CpG oligodeoxynucleotides (CpG-ODN) are being investigated as cancer vaccine adjuvants because they mature plasmacytoid dendritic cells (PDC) into potent antigen-presenting cells. CpG-ODN also induce PDC to secrete chemokines that alter lymphocyte migration. Whether CpG-ODN TLR signals enhance antigen-specific immunity and/or trafficking in humans is unknown.

We conducted a phase I study of CpG-ODN (1018 ISS) given as a vaccine adjuvant with granulocyte-macrophage colony-stimulating factor (GM-CSF) to induce T-cell immunity to a peptide vaccine from the tumor-associated antigen hTERT.
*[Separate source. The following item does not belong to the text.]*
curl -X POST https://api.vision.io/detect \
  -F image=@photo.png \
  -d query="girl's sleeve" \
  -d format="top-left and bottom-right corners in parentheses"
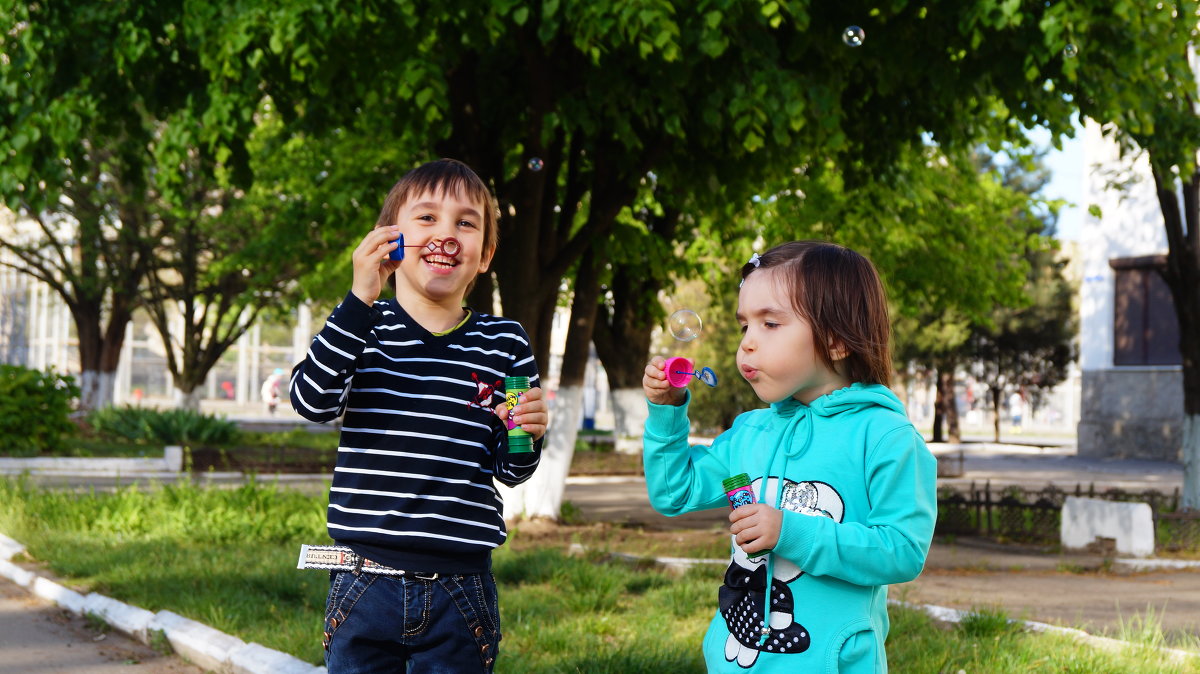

The adjuvant effect was limited; only 1 of 16 patients showed a high-frequency hTERT-specific tetramer CD8(+) T-cell response. However, CpG-ODN induced marked, transient peripheral blood lymphopenia. Biopsies showed dense lymphocytic infiltration at the vaccine site clustered around activated PDC. In vitro, CpG-ODN-treated PDC induced T-cell migration, showing that CpG-ODN stimulation of human PDC was sufficient to chemoattract T cells.

Our results show that (a) CpG-ODN with GM-CSF may not be an effective adjuvant strategy for hTERT peptide vaccines but (b) GM-CSF/CpG-ODN causes a PDC-mediated chemokine response that recruits T-cell migration to the peripheral tissues. These findings suggest a novel therapeutic role for targeted injections of CpG-ODN to direct lymphocyte migration to specific sites such as the tumor bed.